The power of the historic Communion motivated her tender neurons to go on overdrive. Without adult supervision or persuasion, she quietly assembled a makeshift table with a leftover grocery box. With an artistic flare and a sense of dinner table decor, Anna juxtaposed the bread (signifying the body of Christ) with the cup of wine (the blood of the Lamb of God). I’m not sure how the carrot emerged in the arrangement because I do not recall a biblical account of it around the table of Communion. But that’s a forgiven stroke of imagination and therefore no disputation. Soon, around this makeshift table gathered Anna’s favorite friends from the animal kingdom.

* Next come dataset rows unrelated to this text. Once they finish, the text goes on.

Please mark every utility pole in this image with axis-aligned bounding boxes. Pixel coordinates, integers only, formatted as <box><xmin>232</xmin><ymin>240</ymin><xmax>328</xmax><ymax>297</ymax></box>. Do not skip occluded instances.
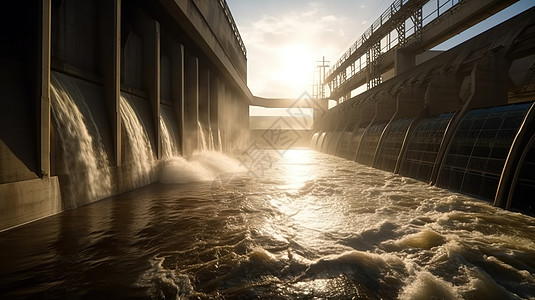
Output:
<box><xmin>317</xmin><ymin>56</ymin><xmax>330</xmax><ymax>99</ymax></box>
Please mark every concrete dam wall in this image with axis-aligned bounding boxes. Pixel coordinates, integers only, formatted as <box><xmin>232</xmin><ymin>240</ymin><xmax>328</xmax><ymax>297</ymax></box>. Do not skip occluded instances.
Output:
<box><xmin>0</xmin><ymin>0</ymin><xmax>252</xmax><ymax>230</ymax></box>
<box><xmin>311</xmin><ymin>9</ymin><xmax>535</xmax><ymax>213</ymax></box>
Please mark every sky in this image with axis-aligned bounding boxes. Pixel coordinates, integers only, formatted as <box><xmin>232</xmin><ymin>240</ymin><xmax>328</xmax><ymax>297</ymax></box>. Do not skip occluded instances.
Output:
<box><xmin>227</xmin><ymin>0</ymin><xmax>535</xmax><ymax>99</ymax></box>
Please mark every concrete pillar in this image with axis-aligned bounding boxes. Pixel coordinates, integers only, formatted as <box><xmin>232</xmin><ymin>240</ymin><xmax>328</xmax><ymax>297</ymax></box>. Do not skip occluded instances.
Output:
<box><xmin>199</xmin><ymin>66</ymin><xmax>211</xmax><ymax>130</ymax></box>
<box><xmin>223</xmin><ymin>85</ymin><xmax>232</xmax><ymax>153</ymax></box>
<box><xmin>140</xmin><ymin>18</ymin><xmax>162</xmax><ymax>159</ymax></box>
<box><xmin>39</xmin><ymin>0</ymin><xmax>51</xmax><ymax>179</ymax></box>
<box><xmin>209</xmin><ymin>73</ymin><xmax>219</xmax><ymax>150</ymax></box>
<box><xmin>183</xmin><ymin>55</ymin><xmax>199</xmax><ymax>156</ymax></box>
<box><xmin>99</xmin><ymin>0</ymin><xmax>122</xmax><ymax>166</ymax></box>
<box><xmin>169</xmin><ymin>42</ymin><xmax>185</xmax><ymax>155</ymax></box>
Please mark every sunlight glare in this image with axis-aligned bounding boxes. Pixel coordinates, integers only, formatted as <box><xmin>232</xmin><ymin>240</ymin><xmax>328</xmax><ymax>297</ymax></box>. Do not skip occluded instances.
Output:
<box><xmin>277</xmin><ymin>44</ymin><xmax>315</xmax><ymax>91</ymax></box>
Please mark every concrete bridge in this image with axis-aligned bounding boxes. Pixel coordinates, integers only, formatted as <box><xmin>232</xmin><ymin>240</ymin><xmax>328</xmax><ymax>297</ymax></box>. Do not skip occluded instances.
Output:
<box><xmin>312</xmin><ymin>6</ymin><xmax>535</xmax><ymax>213</ymax></box>
<box><xmin>324</xmin><ymin>0</ymin><xmax>517</xmax><ymax>102</ymax></box>
<box><xmin>0</xmin><ymin>0</ymin><xmax>252</xmax><ymax>230</ymax></box>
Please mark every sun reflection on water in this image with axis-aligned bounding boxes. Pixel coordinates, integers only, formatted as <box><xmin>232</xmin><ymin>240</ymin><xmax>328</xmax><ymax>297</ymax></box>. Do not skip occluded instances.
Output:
<box><xmin>281</xmin><ymin>150</ymin><xmax>318</xmax><ymax>191</ymax></box>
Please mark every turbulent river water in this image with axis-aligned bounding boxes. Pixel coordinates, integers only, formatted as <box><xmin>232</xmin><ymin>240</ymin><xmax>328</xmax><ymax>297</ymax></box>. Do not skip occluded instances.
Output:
<box><xmin>0</xmin><ymin>150</ymin><xmax>535</xmax><ymax>299</ymax></box>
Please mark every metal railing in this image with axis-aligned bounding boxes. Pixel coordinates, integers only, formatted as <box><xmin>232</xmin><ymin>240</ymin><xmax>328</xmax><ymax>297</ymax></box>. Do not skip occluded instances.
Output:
<box><xmin>324</xmin><ymin>0</ymin><xmax>466</xmax><ymax>85</ymax></box>
<box><xmin>218</xmin><ymin>0</ymin><xmax>247</xmax><ymax>58</ymax></box>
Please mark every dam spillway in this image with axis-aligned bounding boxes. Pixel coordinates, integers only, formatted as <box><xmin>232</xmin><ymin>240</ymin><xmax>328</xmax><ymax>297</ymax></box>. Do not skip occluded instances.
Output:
<box><xmin>311</xmin><ymin>5</ymin><xmax>535</xmax><ymax>214</ymax></box>
<box><xmin>0</xmin><ymin>0</ymin><xmax>252</xmax><ymax>230</ymax></box>
<box><xmin>0</xmin><ymin>0</ymin><xmax>535</xmax><ymax>299</ymax></box>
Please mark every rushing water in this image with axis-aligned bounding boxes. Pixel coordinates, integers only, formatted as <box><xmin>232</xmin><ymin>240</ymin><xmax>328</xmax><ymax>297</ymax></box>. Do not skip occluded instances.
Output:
<box><xmin>0</xmin><ymin>150</ymin><xmax>535</xmax><ymax>299</ymax></box>
<box><xmin>120</xmin><ymin>94</ymin><xmax>156</xmax><ymax>186</ymax></box>
<box><xmin>50</xmin><ymin>72</ymin><xmax>111</xmax><ymax>209</ymax></box>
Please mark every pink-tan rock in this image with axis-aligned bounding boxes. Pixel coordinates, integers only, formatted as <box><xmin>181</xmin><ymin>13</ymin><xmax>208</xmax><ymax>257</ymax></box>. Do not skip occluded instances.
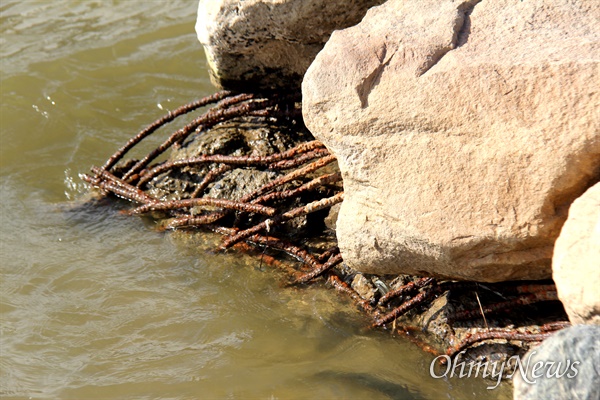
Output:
<box><xmin>302</xmin><ymin>0</ymin><xmax>600</xmax><ymax>282</ymax></box>
<box><xmin>552</xmin><ymin>183</ymin><xmax>600</xmax><ymax>325</ymax></box>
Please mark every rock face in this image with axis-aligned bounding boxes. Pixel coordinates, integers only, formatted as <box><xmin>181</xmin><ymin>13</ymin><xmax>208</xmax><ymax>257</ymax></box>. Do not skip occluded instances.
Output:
<box><xmin>302</xmin><ymin>0</ymin><xmax>600</xmax><ymax>281</ymax></box>
<box><xmin>513</xmin><ymin>325</ymin><xmax>600</xmax><ymax>400</ymax></box>
<box><xmin>196</xmin><ymin>0</ymin><xmax>384</xmax><ymax>91</ymax></box>
<box><xmin>552</xmin><ymin>183</ymin><xmax>600</xmax><ymax>325</ymax></box>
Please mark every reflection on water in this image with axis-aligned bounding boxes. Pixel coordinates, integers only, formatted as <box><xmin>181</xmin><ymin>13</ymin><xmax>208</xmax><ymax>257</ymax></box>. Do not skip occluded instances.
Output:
<box><xmin>0</xmin><ymin>0</ymin><xmax>510</xmax><ymax>399</ymax></box>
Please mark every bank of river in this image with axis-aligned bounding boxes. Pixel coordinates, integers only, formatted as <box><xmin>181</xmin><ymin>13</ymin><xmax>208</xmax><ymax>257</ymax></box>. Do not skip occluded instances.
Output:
<box><xmin>0</xmin><ymin>0</ymin><xmax>510</xmax><ymax>399</ymax></box>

It began with the Penguin who was seated at the end of the table. Then clockwise to the right sat the Fox, followed by the Reindeer, a Teddy bear, a puppy, her friend called Turbo, and finally a fashionable country girl. I wondered who among her animal kingdom friends represents Judas, the betrayer. I pressed her with that question and she walked boldly to the lineup and picked out the Teddy Bear as the Judas of the Communion Table. Soon, acting as Jesus, the proceedings of the last supper commenced; “Take, eat, this is my body broken for you; do this in remembrance of me. Next, she took the cup; this cup is the New Testament in my blood; this do ye, as often as you drink it in remembrance of me”. And on she went repeating “This is my body…”

A few weeks ago, at the Museum of the Bible, in Washington DC, The Table of Communion grabbed her attention too. On sighting the referenced table, she took my hand and pulled me aside, and said, ” I have to do, “This is my body”, meaning that she had to take Communion with Jesus. I obliged and we pretended we were having bread and wine. For Anna, the Lord’s Supper occupied an important space in her developing mind so much so that she built her memory around it. The subtle fundamental of the Lord’s supper is the yearning in the heart of the Father for man to be reconciled to Him. God sought Communion with man and with such desire He willingly went to the cross to pay in full the requirement of divine justice. Today, He is still standing at the door of many hearts knocking and hoping that the door will swing open so that He may come in and have Communion.